The current report is an evaluation of the effectiveness of the MSWMP on weight loss and lipid changes in KPNC Medical Centers during a five-year period. We used a retrospective, cohort study design to determine the average short-term and long-term weight loss and lipid concentration changes of participants in this program.


Overview of Weight Management Program

The goal of the program was to offer a long-term behavior management program, on a fee-for-service basis, to treat obesity in KPNC members. At the start of the current study, there were 21 programs across the Northern California Bay Area, with all locations following the same protocol to ensure consistency. Prospective participants were self-referred or referred by KPNC physicians. To be considered for the program, participants had to be age 18 years or older and have a body mass index (BMI) of 30 kg/m2 or higher or a BMI of 28 kg/m2 or higher with 2 or more comorbid conditions. Exclusion criteria included severe medical or mental illness, current malignancy, pregnancy or lactation, type 1 diabetes, active substance abuse, and unwillingness to participate in group meetings and physical activity.

An initial one-hour information session was mandatory before the program start. Interested participants were then screened (using chart review, clinic visits, laboratory data, and electrocardiograms) to ensure they met program criteria. The final decision to admit screened participants was at the discretion of the supervising medical director. Participants were then enrolled in the program after patient agreements, and informed consents were obtained.

Program Phases

The 82-week program was composed of 3 phases: Complete meal replacement for 16 weeks; transition phase from 17 to 29 weeks; and lifestyle maintenance phase from 30 to 82 weeks. The duration of the program was based on a perceived need to extend behavioral treatment beyond the acute weight loss phase.13,14 The active weight loss period consisted of complete meal replacement therapy, weekly closed-group behavior change sessions, and monthly medical and laboratory monitoring. The number of participants in the closed-group behavior change sessions was kept between 16 and 25. Most sessions were led by the same facilitator (educators trained to deliver guideline-based behavioral counseling), to ensure consistency.

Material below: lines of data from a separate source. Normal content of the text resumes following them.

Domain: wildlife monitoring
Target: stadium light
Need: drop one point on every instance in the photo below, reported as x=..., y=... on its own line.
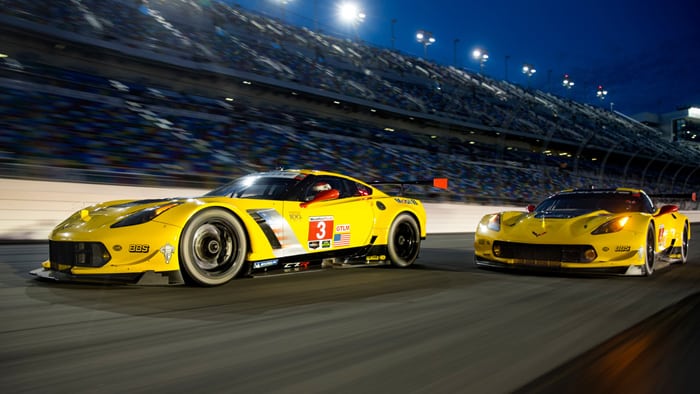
x=567, y=82
x=426, y=38
x=601, y=93
x=482, y=56
x=529, y=70
x=352, y=14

The meal replacement phase was initiated in Week 2 of the program. The duration of the meal replacement phase was chosen on the basis of prior efficacy and safety data.5,7,15,16 During this active weight loss phase (16 weeks), all participants were prescribed a minimum of 960 kcal/d (6 meal replacements per day). Most meal replacement products used were Optifast (Nestlé HealthCare Nutrition Inc, Florham Park, NJ) shakes (160 kcal) or soups (160 - 170 kcal). Robard bars (160 kcal, Robard Corp, Mount Laurel, NJ) were also used. Participants were expected to have a minimum of 4 Optifast meal replacement products with the option of the other 2 being Optifast products or Robard bars. Additional kilocalories were added for BMI above 40 kg/m2 in a scaled manner.

Beginning Week 17, the transition to regular food was initiated. Meal replacement products were reduced by 1 every week until Week 20. By Week 21, all participants were expected to be off complete meal replacement or could continue using up to 3 partial meal replacements per day. The total caloric intake during this transition was gradually increased to approximately 1200 kcal/d. Additional kilocalories were added if BMI was 40 kg/m2 or higher. Participants were expected to continue their attendance at weekly closed-group behavior change sessions during this period.

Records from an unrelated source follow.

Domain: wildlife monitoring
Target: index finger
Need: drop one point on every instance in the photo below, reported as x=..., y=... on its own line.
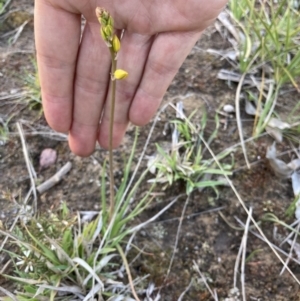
x=57, y=36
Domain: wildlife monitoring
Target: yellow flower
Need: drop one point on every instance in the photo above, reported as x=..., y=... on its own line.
x=120, y=74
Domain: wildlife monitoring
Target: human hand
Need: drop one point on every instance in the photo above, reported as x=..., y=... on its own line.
x=75, y=74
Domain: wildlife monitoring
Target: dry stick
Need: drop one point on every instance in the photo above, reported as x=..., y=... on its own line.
x=177, y=237
x=196, y=266
x=30, y=168
x=247, y=211
x=259, y=103
x=291, y=250
x=238, y=117
x=54, y=179
x=244, y=242
x=9, y=294
x=128, y=271
x=185, y=291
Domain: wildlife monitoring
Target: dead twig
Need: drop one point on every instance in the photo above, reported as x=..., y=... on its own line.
x=54, y=179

The maintenance (also called lifestyle) phase began at Week 31 and ended at Week 82. The focus at the weekly group behavior change sessions during this period was on attendance, accountability, and problem solving. During the maintenance phase, sessions were open to all participants who completed the initial 30 weeks. Furthermore, participants were strongly encouraged to participate in the weekly open-group sessions beyond 82 weeks.

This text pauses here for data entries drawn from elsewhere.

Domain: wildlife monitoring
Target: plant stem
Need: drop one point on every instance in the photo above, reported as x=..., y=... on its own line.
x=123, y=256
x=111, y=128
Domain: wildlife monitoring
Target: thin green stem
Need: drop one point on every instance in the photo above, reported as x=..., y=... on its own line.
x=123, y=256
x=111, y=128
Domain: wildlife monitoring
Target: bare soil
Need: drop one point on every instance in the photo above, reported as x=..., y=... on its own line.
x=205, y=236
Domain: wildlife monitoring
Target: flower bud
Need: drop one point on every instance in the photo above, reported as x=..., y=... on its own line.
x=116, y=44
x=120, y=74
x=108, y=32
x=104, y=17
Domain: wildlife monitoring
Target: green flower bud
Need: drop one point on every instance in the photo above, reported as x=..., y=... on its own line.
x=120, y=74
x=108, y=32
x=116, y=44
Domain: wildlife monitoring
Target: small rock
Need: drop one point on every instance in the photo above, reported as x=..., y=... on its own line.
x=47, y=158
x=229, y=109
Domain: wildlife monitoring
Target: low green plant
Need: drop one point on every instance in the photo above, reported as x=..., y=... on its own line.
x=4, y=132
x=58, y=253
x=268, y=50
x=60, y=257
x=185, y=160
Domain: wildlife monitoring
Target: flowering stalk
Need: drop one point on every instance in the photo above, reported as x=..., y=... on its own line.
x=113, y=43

Behavioral Intervention and Exercise Counseling

For the first 30 weeks, the group behavior change sessions were weekly, in-person, closed-group meetings conducted by trained facilitators with the specific purpose of aiding participants to change their eating and exercise behaviors. A closed group ensured that the same participants and facilitators stayed together for these first 30 weeks. Each session lasted between 60 and 90 minutes. From Weeks 31 to 82, meetings were open to all participants who had completed the first 30 weeks. These sessions were guided by the behavioral change framework originally described by Fisher and Fisher17 in 1992, the information, motivation, behavioral skills model. The model, validated in other clinical scenarios,18 was based on providing accurate information and motivation to initiate change, with the premise being that this will lead to acquisition of a self-management skill set that can lead to behavioral change over time. The topics of the behavioral sessions were focused on the appropriate caloric reduction needed for weight loss and the amount of physical activity needed for maintenance of weight loss. These were constantly reinforced along with strategies for long-term adherence. A set of SMART self-management skills (goal setting, self-monitoring, environmental control, social support, and reward/reinforcement) were also tailored to individual participants’ unique situations.19 

Participants were educated on targeted methods of physical activity, inclusion of exercise into daily routines, direct and indirect health effects of exercise, and exercise risk avoidance with strategies and techniques.20 Exercise was defined as activity above the daily baseline activity. Participants were counseled on exercise methods and goals by the group facilitator, with a focus on increasing daily activity early in the program for the development of this behavior to become a long-term habit. Participants were also given the long-term goal of reaching 60 min/d to 90 min/d of exercise. The goal of 10,000 steps daily was reinforced during group sessions and quantified with use of a pedometer or equivalent means.21-23 

Study Design and Population

This study was an observational, retrospective study of participants who were enrolled in the KPNC MSWMP between April 1, 2007, and December 31, 2014. Participants were followed up for five years or until they died. They were censored when they met any of the following criteria: End of the study follow-up period or disenrollment from the Health Plan (loss to follow-up). The study was approved by the Kaiser Foundation Research Institute’s institutional review board. The requirement for informed consent was waived on the basis of the observational nature of the study because there was no contact with participants for study purposes.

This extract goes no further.